SquadCast is very similar to Zencastr and Ringr. It handles things in a very similar fashion by letting you record a separate track per participant.
Currently, SquadCast limits you to 3 guests total, but so far that has been plenty for me.
SquadCast has one feature the others do not have–video. No, you cannot record video using SquadCast, but you can see your guests via their webcam. It creates a feeling like you are all in the same studio. It helps a great deal during an interview to be able to see the reaction of your guest.
SquadCast is the software we recommend at Yogi's Podcast Network.
Cellphone for an Interview
It is definitely possible to use a cellphone to record an interview, but it will require the use of a mixer. You will have to learn the mix-minus technique in order to get the best quality sound. In the end, the quality of the call is never as good as one of the examples I've already provided.

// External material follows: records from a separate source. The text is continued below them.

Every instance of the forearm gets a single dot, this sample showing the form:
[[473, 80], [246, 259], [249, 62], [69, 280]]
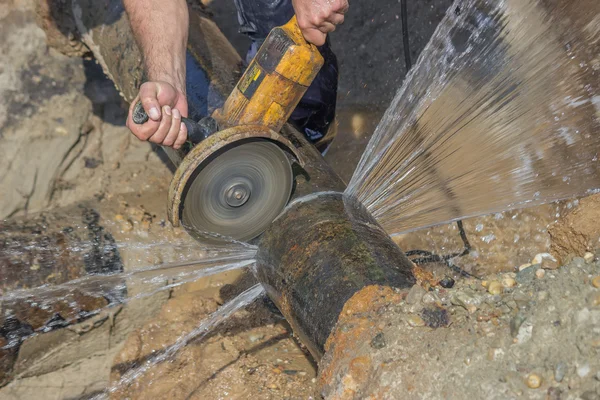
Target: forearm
[[161, 31]]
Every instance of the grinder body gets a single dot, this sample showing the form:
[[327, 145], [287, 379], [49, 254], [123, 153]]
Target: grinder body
[[235, 181], [274, 82]]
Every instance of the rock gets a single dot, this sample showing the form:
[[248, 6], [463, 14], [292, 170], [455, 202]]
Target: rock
[[430, 298], [415, 294], [524, 266], [595, 300], [533, 381], [509, 282], [495, 287], [579, 262], [435, 317], [589, 395], [560, 371], [589, 257], [466, 299], [540, 273], [583, 370], [447, 283], [554, 393], [546, 260], [256, 338], [515, 324], [577, 231], [415, 321], [526, 275]]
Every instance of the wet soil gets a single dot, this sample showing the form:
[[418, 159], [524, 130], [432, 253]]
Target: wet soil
[[63, 140]]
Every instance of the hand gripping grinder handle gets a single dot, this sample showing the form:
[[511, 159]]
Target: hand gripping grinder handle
[[197, 131]]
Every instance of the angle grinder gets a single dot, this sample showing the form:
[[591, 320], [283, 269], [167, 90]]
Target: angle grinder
[[237, 176]]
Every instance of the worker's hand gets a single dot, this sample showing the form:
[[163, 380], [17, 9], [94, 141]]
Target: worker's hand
[[316, 18], [165, 105]]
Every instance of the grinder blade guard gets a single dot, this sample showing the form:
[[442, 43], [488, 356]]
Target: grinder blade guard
[[235, 181], [239, 191]]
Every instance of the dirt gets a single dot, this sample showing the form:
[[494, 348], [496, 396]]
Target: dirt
[[62, 140], [253, 355], [467, 343], [578, 231]]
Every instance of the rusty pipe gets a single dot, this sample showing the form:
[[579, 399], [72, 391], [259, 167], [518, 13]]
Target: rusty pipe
[[319, 253]]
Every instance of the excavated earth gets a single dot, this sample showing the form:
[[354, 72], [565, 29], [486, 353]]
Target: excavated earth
[[511, 334]]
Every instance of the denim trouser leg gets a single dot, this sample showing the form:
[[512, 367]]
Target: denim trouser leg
[[316, 111]]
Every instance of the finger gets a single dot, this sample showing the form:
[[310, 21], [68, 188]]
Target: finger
[[341, 7], [164, 127], [314, 36], [336, 18], [181, 137], [149, 98], [327, 27], [174, 129]]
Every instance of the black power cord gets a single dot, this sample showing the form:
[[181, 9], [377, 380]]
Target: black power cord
[[424, 255], [404, 17]]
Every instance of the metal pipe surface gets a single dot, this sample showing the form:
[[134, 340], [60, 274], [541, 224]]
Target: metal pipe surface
[[322, 250]]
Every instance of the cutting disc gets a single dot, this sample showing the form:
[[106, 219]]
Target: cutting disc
[[240, 191]]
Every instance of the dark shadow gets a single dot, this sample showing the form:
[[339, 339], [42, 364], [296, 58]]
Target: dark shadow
[[107, 104]]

If you have a FreeConferenceCall.com account, you can use it to record interviews. You will have just one track, but the quality is decent. I've used this method when in a pinch and it has done me well.
Things to Consider
When you schedule a remote interview there are a few things you should pay careful attention to first.

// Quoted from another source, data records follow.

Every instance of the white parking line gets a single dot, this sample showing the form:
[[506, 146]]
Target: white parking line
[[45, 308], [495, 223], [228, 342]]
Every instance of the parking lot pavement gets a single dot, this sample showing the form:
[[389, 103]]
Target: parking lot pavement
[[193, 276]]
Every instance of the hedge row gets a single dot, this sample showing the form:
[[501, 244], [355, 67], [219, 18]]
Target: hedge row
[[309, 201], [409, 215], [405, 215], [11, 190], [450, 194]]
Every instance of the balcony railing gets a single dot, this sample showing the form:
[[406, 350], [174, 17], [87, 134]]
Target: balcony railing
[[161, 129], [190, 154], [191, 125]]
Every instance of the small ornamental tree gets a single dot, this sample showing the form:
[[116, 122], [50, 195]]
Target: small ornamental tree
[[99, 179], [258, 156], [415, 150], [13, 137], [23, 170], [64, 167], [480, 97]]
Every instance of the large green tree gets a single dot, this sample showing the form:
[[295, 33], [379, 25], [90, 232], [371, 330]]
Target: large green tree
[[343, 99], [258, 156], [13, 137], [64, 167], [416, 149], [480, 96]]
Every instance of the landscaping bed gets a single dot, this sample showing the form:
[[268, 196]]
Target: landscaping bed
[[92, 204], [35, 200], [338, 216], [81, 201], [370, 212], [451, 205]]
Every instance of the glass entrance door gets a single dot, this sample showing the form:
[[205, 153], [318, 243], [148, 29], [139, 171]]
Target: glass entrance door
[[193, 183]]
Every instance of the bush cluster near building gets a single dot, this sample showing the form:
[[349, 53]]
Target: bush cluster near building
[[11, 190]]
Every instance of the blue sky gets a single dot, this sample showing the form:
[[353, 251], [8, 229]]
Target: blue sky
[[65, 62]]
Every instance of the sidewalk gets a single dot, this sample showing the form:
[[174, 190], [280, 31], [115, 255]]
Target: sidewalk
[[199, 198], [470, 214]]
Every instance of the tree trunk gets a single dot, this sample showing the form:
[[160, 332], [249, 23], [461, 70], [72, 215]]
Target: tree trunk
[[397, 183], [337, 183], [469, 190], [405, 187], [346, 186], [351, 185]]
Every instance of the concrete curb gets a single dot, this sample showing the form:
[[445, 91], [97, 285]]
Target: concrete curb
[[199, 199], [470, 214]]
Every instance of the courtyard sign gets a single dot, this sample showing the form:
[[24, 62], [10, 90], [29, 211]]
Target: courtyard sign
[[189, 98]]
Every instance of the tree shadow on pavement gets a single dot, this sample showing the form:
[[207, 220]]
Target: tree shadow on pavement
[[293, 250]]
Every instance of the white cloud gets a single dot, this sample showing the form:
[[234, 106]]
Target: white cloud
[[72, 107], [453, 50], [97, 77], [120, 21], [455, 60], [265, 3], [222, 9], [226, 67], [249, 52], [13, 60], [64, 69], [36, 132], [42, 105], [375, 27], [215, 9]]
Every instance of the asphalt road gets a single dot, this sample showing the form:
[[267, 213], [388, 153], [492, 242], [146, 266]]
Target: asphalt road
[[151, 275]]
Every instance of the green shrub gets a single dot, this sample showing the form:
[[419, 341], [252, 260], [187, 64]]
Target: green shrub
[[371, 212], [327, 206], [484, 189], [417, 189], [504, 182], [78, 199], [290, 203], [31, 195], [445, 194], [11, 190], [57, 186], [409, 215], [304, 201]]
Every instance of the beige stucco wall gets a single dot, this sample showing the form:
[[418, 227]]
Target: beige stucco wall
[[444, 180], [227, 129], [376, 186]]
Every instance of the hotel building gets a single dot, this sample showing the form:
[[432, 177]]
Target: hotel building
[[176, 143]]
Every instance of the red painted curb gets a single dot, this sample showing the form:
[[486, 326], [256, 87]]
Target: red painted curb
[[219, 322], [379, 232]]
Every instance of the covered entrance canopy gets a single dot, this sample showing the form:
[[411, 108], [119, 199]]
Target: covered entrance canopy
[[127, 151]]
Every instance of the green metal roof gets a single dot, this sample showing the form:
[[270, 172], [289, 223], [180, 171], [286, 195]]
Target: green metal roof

Make sure to communicate with your guest about the minimum equipment requirements for an interview. Let them know what time to arrive for the interview. Give them a brief overview of your usual process. If you like to chat beforehand, let your guest know that.
The idea here is to make the process as comfortable for your guest as possible. Ease their mind so they know it isn't going to be something extremely complicated.
At Yogi's Podcast Network, we've created a PDF that we provide our guests that explains the entire process from top to bottom. We also include links to some acceptable headsets just in case our guest does not have one. It just makes the entire process much easier.
Preparation for Success
All of this preparation may seem like a hassle, but it helps ensure the success of your interview. Think over what you just heard.
- Find the right way to record the interview. It will take some stress off of you.
- Have an on boarding approach.
- Provide your guests with instructions to help make them comfortable.
When you walk away with an amazing interview that sounds perfect, you will be glad you took the time to prepare.